So Pierre-Emerick Aubameyang is a bit of a maverick, is he?
‘A little bit woah, a little bit waaay’, as Chris the Cockney used to say on The Fast Show.
He loves his clobber, loves his fast cars… and when he’s scoring goals he’s a saint, but when he isn’t things can go a bit wobbly.
I’m mean, come on, tell us something we didn’t know.
Four or five years ago, I remember going to see Aubameyang in Dortmund to make a programme about him wearing diamond-encrusted boots, driving his gold Ferrari and this, that and the other.
His character was already well known and loved throughout the game, so it’s not as if Arsenal weren’t well aware of what they were getting — a flash Harry goalscorer — when they bought him.

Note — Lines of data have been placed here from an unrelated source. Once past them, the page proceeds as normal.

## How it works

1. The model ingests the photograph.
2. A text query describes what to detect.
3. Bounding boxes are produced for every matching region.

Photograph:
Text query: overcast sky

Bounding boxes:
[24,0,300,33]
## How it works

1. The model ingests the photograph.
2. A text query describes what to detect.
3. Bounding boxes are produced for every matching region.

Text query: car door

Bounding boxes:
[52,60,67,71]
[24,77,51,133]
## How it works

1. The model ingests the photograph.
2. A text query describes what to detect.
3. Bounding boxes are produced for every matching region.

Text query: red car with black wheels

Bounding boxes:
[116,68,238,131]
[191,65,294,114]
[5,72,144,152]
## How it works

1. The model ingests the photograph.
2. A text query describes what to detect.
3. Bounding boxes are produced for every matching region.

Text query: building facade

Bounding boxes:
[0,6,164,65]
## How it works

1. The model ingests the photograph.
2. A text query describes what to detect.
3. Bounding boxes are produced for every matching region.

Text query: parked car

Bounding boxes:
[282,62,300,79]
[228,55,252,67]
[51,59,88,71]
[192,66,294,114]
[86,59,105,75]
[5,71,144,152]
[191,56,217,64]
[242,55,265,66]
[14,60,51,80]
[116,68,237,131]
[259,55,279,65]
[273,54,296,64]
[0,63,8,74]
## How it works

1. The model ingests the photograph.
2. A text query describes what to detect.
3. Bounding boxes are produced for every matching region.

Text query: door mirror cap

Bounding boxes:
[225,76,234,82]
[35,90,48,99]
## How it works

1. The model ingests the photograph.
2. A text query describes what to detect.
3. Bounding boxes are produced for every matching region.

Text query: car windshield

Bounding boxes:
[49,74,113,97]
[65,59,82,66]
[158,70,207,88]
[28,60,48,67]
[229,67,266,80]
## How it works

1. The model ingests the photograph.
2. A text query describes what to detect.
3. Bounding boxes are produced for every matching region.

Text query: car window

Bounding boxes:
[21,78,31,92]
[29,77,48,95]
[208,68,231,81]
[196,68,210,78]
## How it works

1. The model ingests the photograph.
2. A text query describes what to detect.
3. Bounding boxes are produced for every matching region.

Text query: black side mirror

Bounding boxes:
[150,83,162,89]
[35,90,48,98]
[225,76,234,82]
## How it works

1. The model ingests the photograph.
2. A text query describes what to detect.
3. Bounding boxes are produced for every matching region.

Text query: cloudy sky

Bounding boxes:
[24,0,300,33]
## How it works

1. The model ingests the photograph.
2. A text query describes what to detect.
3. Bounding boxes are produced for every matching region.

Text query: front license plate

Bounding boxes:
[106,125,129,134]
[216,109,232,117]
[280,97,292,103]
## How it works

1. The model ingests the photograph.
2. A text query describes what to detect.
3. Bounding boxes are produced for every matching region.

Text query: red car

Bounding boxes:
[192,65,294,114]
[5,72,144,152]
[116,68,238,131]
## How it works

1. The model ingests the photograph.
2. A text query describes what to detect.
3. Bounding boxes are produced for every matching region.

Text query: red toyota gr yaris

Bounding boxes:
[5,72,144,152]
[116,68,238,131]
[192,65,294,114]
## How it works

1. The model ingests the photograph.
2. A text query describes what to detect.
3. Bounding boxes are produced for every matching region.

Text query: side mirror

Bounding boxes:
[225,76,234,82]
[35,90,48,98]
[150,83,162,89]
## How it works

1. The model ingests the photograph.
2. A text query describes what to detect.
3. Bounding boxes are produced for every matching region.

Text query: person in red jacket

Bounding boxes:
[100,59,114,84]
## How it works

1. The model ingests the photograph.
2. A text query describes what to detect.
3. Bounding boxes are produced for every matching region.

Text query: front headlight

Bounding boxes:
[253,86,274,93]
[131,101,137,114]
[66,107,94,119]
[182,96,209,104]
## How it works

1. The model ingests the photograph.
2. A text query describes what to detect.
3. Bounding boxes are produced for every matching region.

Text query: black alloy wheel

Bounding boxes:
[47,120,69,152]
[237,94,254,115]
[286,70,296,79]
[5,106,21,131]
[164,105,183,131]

What they weren’t getting was someone who was captain material and he should never have been given the job in the first place.
If you’re a manager and you want to keep the heat away from yourself you don’t give the captaincy to a player who might turn up late or not at all because, ultimately, that isn’t going to reflect well on you.
Look, I know Mikel Arteta inherited him as skipper from Unai Emery.
But the Arsenal boss has been in football long enough to know that if you make a maverick player your captain you can expect to get your fingers burnt at any given moment.
At any time since he took over two years ago, Arteta could have given the captaincy to Ben White or Aaron Ramsdale, someone like that.
I don’t know much about either away from football, I don’t know if they drive Teslas or a Mini Metros.
But what I do know is that they’re not turning up in gold-wrapped Lambourghinis and that tells me something about their personalities straight away.
When I was at Nottingham Forest and Liverpool, I missed training a few times and, quite rightly, I got hauled over the coals for it.
But at Forest I was doing the business every week, so no one really gave a damn, and at Liverpool I was doing it most of the time so it didn’t come back to haunt me.
The simple fact is, though, that I wouldn’t have been expected to be club captain or a real force in the dressing-room anyway because that’s the Holy Grail.
The captain is the first in and last out, he’s the one with the bag of balls, the teacher’s pet etc.
And none of us would think Aubameyang would fit that cookie-cutter, would we?
This whole situation, then, just feed into what I’ve thought about Arteta for a while now.
He’s a nice bloke who wants to get the ball down like Pep Guardiola and create a functioning Arsenal team that plays quality football.
But if he really had something about him, he wouldn’t have missed an issue as obvious as having Auba as his captain in the first place.